For a more involved example, using a different backend, let’s say we have a larger dataset of taxi trips from NY (see also the official source of the data), that we have saved as a local arrow dataset (using parquet as a data format), where we want to make sure that some variables are in-line with our expectations/rules.
First we prepare the data by downloading it and writing the dataset to
.parquet
files. This needs to be done only once and is shown for
reproducibility reasons only, the actual dataverifyr
code is shown
below the next block
library(arrow)
url <- "https://d37ci6vzurychx.cloudfront.net/trip-data/yellow_tripdata_2018-01.parquet"
file <- "yellow_tripdata_2018-01.parquet"
if (!file.exists(file)) download.file(url, file, method = "curl")
file.size(file) / 1e6 # in MB
#> [1] 123.6685
# quick check of the filesize
d <- read_parquet(file)
dim(d)
#> [1] 8760687 19
names(d)
#> [1] "VendorID" "tpep_pickup_datetime" "tpep_dropoff_datetime" "passenger_count"
#> [5] "trip_distance" "RatecodeID" "store_and_fwd_flag" "PULocationID"
#> [9] "DOLocationID" "payment_type" "fare_amount" "extra"
#> [13] "mta_tax" "tip_amount" "tolls_amount" "improvement_surcharge"
#> [17] "total_amount" "congestion_surcharge" "airport_fee"
# write the dataset to disk
write_dataset(d, "nyc-taxi-data")
Next, we can create some rules that we will use to check our data. As we
saw earlier, we can create the rules in R using the rule()
and
ruleset()
functions, there is however, the (in my opinion) preferred
option to separate the code from the rules by writing the rules in a
separate yaml file and reading them into R.
First we display the hand-written contents of the nyc_data_rules.yaml
file.
- name: 'Rule for: passenger_count'
expr: passenger_count >= 0 & passenger_count <= 10
allow_na: no
negate: no
index: 1
- name: 'Rule for: trip_distance'
expr: trip_distance >= 0 & trip_distance <= 1000
allow_na: no
negate: no
index: 2
- name: 'Rule for: payment_type'
expr: payment_type %in% c(0, 1, 2, 3, 4)
allow_na: no
negate: no
index: 3
Then, we can load, display, and finally check the rules against the data
rules <- read_rules("nyc_data_rules.yaml")
rules
#> <Verification Ruleset with 3 elements>
#> [1] 'Rule for: passenger_count' matching `passenger_count >= 0 & passenger_count <= 10` (allow_na: FALSE)

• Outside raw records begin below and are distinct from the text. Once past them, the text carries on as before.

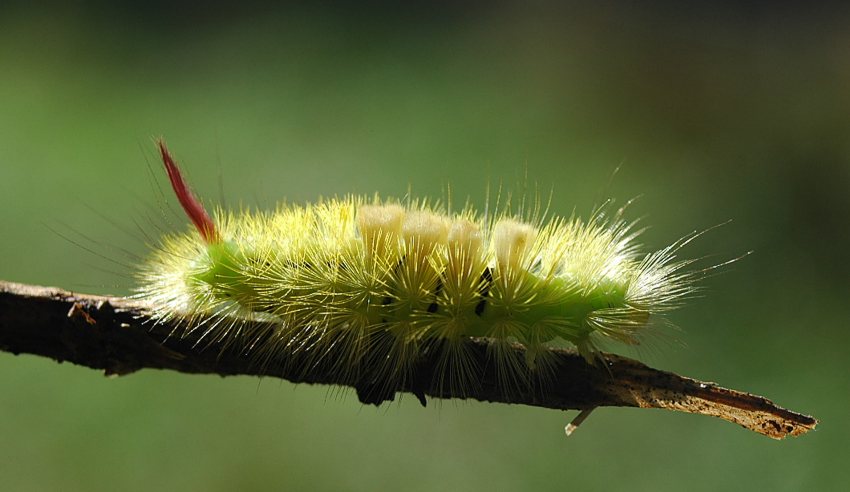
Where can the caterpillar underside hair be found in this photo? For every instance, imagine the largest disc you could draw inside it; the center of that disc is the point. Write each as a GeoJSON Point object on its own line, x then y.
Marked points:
{"type": "Point", "coordinates": [376, 283]}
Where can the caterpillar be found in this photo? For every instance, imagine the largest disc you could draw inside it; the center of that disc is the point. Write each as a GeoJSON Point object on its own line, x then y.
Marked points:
{"type": "Point", "coordinates": [376, 283]}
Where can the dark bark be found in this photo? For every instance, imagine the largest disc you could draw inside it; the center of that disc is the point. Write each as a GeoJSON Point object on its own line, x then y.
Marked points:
{"type": "Point", "coordinates": [116, 335]}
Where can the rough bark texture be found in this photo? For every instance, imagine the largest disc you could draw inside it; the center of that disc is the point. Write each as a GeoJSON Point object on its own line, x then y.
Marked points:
{"type": "Point", "coordinates": [116, 335]}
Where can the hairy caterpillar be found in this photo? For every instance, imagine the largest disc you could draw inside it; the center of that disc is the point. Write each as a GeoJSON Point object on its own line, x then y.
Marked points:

#> [2] 'Rule for: trip_distance' matching `trip_distance >= 0 & trip_distance <= 1000` (allow_na: FALSE)
#> [3] 'Rule for: payment_type' matching `payment_type %in% c(0, 1, 2, 3, 4)` (allow_na: FALSE)
Now we can check if the data follows our rules or if we have unexpected data points:
# open the dataset
ds <- open_dataset("nyc-taxi-data/")
# perform the data validation check
res <- check_data(ds, rules)
res
#> # A tibble: 3 × 10
#> name expr allow…¹ negate tests pass fail warn error time
#> <chr> <chr> <lgl> <lgl> <int> <int> <int> <chr> <chr> <drt>
#> 1 Rule for: passenger_count passenger_count … FALSE FALSE 8760687 8760687 0 "" "" 0.56…
#> 2 Rule for: trip_distance trip_distance >=… FALSE FALSE 8760687 8760686 1 "" "" 0.43…
#> 3 Rule for: payment_type payment_type %in… FALSE FALSE 8760687 8760687 0 "" "" 0.42…
#> # … with abbreviated variable name ¹allow_na
plot_res(res)
Using the power of arrow
, we were able to scan 8+mln observations for
three rules in about 1.5 seconds (YMMV). As we can see from the results,
there is one unexpected value, lets quickly investigate using the
filter_fails()
function, which filters a dataset for the failed rule
matches
res |>
filter_fails(ds) |>
# only select a couple of variables for brevity
dplyr::select(tpep_pickup_datetime, tpep_dropoff_datetime, trip_distance)
#> # A tibble: 1 × 3
#> tpep_pickup_datetime tpep_dropoff_datetime trip_distance
#> <dttm> <dttm> <dbl>
#> 1 2018-01-30 12:41:02 2018-01-30 12:42:09 189484.
As we can see, this is probably a data error (a trip distance of 190k miles in 1 minute seems - ehm stellar…).
If you have a SQLite
or duckdb
database, you can use the package
like this
library(DBI)
library(dplyr)
# connect to a duckdb database
con <- dbConnect(duckdb::duckdb("duckdb-database.duckdb"))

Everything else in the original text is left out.